Serve a diminuire la probabilità di passarsi il virus in classe, perché il respiro si mescola, e con esso la nebulizzazione contenete il virus nel caso ci sia un asintomatico in classe (caso sempre più probabile). Per salvare i nonni a casa, ma anche i genitori quarantenni. Per non far ammalare gli insegnanti, che continuano a fare il loro lavoro perché i bambini non si ritrovino chiusi a casa.

Quello che mi chiedo è da dove nascano ansie e paure che si accendono costantemente da parte di alcuni genitori sulle mense scolastiche, sulle vaccinazioni, e adesso sulle mascherine, e che li vedono psicologicamente in perenne assetto di guerra di fronte alla scuola. Mentre non vedo muoversi nessuna protesta sul fatto che stiamo lasciando ai bambini un mondo devastato dai cambiamenti climatici, dalla prospettiva di futura cronica sottooccupazione, dalla proliferazione di armamenti.

Che accudimento è quello che si esercita negando la ragione e l’evidenza scientifica, e soprattutto negando la capacità di adattamento, il far di necessità virtù, e quel minimo di autocontrollo che ti permette di fare un poco di fatica per un obiettivo che sia serio? In questi mesi una litania continua di psicopedagosti professionisti o dilettanti ha disegnato scenari terrificanti sugli effetti traumatici che l’epidemia porterebbe sulla psiche dei giovani.

Non credo affatto che la generazione dei giovani sia così terribilmente fragile. E invece credo che più la riteniamo fragile, meno saprà essere forte. E’ sbagliato proiettare su di loro la convinzione della loro incapacità di reagire e di adattarsi, di tirar fuori le loro risorse e di superare la crisi. Educare significa anche fidarsi: fidarsi della capacità dei bambini e dei ragazzi di crescere, di affrontare sfide, di interagire con le difficoltà, di assumersi progressivamente il gusto della responsabilità. Fosse pure la responsabilità di non far passare il virus. Sapere di aver contribuito a qualche disastroso contagio o alla crescita della epidemia farebbe molto più male ai nostri bambini e ragazzi che il fatto di indossare una mascherina.

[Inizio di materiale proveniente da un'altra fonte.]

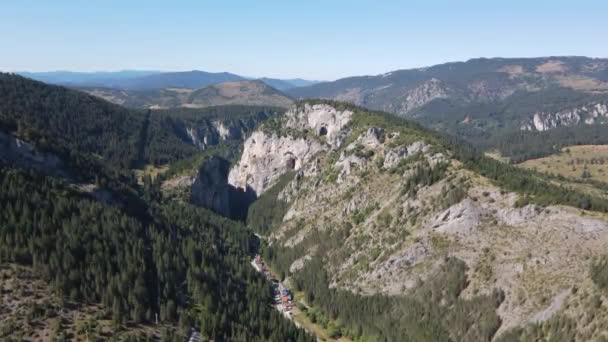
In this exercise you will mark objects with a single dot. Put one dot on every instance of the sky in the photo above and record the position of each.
(312, 39)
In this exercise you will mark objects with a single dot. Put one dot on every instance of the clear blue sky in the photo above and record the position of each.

L’ ansia da prestazione di mamme e papà distratti da mille impegni e spesso confusi su cosa sia veramente quello che desiderano per i loro figli in termini di vita buona si impiglia a volte in pretesti, in dettagli, in futilità. Raramente però si mette in discussione la pervasività delle chat dei figli, le giornate passate sui giochi elettronici, la diseducazione dei media cui sono esposti. Perché metterebbe in discussione il significato dell’educazione e quale sia la speranza e il senso della vita che investiamo sui figli. Meglio prendersela con quel terzo soggetto che è la scuola. O con la società. O con chi detiene il potere e la responsabilità di imporre divieti.

Che se poi chi deve gestire i danni sanitari e sociali ha contribuito a diffondere demagogiche negazioni del pericolo e delle necessità di provvedimenti, la cosa si complica ulteriormente.

L’incapacità di prevedere e provvedere non ha scusanti. Ma neanche la testa messa nella sabbia per non vedere morti e malati.

Passerà prima o poi l’epidemia. I ragazzi torneranno a riunirsi liberamente, ritorneremo a fare scuola a scuola, meglio di prima, perché avremo imparato a usare il digitale.

La generazione di Degasperi ha subito la dittatura e il fascismo, ed ha però ricostruito l’Italia.